RISE Seminar 3/15/18: Alexandra Meliou (UMass Amherst): Diagnoses and Explanations: Creating a Higher-Quality Data World

March 15, 2018

Title: Diagnoses and Explanations: Creating a Higher-Quality Data World

Abstract:
The correctness and proper function of data-driven systems and applications relies heavily on the correctness of their data.  Low quality data can be costly and disruptive, leading to revenue loss, incorrect conclusions, and misguided policy decisions.  Improving data quality is far more than purging datasets of errors; it is critical to improve the processes that produce the data, to collect good data sources for generating the data, and to address the root causes of problems.

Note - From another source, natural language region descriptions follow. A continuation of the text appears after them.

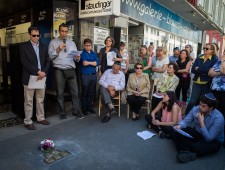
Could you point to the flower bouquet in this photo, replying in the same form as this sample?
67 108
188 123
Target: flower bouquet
47 145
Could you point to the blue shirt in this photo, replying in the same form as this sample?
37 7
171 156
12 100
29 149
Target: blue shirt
116 80
214 124
36 49
173 59
90 57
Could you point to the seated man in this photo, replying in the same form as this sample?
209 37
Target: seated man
168 82
207 133
112 80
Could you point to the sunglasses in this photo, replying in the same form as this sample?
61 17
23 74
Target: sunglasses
35 35
206 48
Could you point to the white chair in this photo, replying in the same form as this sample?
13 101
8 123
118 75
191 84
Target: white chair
148 103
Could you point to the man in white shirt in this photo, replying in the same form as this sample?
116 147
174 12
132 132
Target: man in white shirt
112 81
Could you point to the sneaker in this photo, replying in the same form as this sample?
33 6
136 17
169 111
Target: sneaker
78 115
186 156
30 126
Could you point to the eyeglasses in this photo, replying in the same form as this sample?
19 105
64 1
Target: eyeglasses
205 48
33 35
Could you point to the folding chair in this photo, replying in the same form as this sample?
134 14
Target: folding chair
148 102
115 101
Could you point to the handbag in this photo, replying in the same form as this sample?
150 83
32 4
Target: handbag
69 73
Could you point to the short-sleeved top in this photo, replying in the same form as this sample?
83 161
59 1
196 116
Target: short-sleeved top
159 64
103 58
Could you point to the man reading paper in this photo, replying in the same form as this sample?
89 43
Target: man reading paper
35 61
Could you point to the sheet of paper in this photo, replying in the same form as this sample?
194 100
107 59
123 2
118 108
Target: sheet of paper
110 56
36 84
145 134
71 54
183 133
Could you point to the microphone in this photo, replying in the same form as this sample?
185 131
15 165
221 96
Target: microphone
64 41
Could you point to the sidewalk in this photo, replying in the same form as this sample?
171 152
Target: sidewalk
94 145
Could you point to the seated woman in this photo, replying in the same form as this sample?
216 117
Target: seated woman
138 87
171 115
168 82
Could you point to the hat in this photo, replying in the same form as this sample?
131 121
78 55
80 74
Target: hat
210 96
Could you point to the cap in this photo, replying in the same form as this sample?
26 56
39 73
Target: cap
210 96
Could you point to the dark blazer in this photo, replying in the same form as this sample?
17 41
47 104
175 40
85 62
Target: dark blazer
29 60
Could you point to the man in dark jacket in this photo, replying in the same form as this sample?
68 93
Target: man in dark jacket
35 61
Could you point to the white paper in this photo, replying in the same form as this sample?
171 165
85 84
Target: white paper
183 133
110 56
145 134
34 83
71 54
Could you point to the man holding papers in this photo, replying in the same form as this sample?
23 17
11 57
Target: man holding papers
35 61
60 50
206 136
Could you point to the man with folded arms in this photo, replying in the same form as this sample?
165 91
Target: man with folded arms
112 81
207 133
35 60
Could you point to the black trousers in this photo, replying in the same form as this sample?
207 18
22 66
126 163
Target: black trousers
135 102
197 144
165 129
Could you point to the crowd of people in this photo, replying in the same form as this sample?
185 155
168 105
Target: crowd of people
200 78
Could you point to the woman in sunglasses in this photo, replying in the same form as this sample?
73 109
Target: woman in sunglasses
138 87
171 115
201 80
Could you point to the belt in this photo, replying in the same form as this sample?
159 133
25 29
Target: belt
60 69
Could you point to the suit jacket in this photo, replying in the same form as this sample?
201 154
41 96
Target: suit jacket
29 60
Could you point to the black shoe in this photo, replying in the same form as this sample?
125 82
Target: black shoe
78 115
63 116
112 111
92 112
106 119
186 156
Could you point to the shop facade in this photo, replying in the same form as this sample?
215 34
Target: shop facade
139 22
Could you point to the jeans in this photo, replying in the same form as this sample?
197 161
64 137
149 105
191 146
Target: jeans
88 91
28 104
60 86
197 91
197 144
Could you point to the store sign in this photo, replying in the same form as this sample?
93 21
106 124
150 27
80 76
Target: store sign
100 35
94 8
150 12
16 20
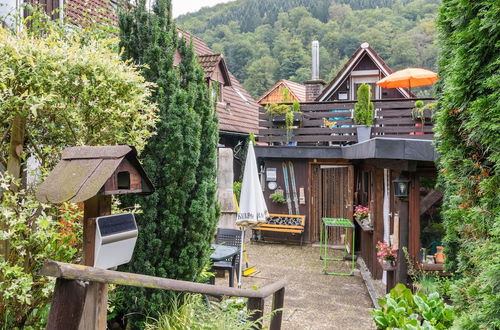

Our work is grounded on an important insight:  While existing data cleaning techniques can be effective at purging datasets of errors, they disregard the fact that a lot of errors are systemic, inherent to the process that produces the data, and thus will keep occurring unless the problem is corrected at its source.  In contrast to traditional data cleaning, we focus on data diagnosis: explaining where and how the errors happen in a data generative process.  I will describe our work on Data X-Ray and QFix, two diagnostic frameworks for large-scale extraction systems and relational data systems.  I will also discuss our work on MIDAS, a recommendations system that improves the quality of datasets by identifying and filling information gaps.  Finally, I will discuss a vision for explanation frameworks to assist the exploration of information in a varied, diverse, highly non-integrated data world.

Bio:
Alexandra Meliou is an Assistant Professor in the College of Information and Computer Science, at the University of Massachusetts, Amherst.  Prior to that, she was a Post-Doctoral Research Associate at the University of Washington, working with Dan Suciu.  Alexandra received her PhD degree from the Electrical Engineering and Computer Sciences Department at the University of California, Berkeley.  She has received recognitions for research and teaching, including a CACM Research Highlight, an ACM SIGMOD Research Highlight Award, an ACM SIGSOFT Distinguished Paper Award, an NSF CAREER Award, a Google Faculty Research Award, and a Lilly Fellowship for Teaching Excellence.  Her research focuses on data provenance, causality, explanations, data quality, and algorithmic fairness.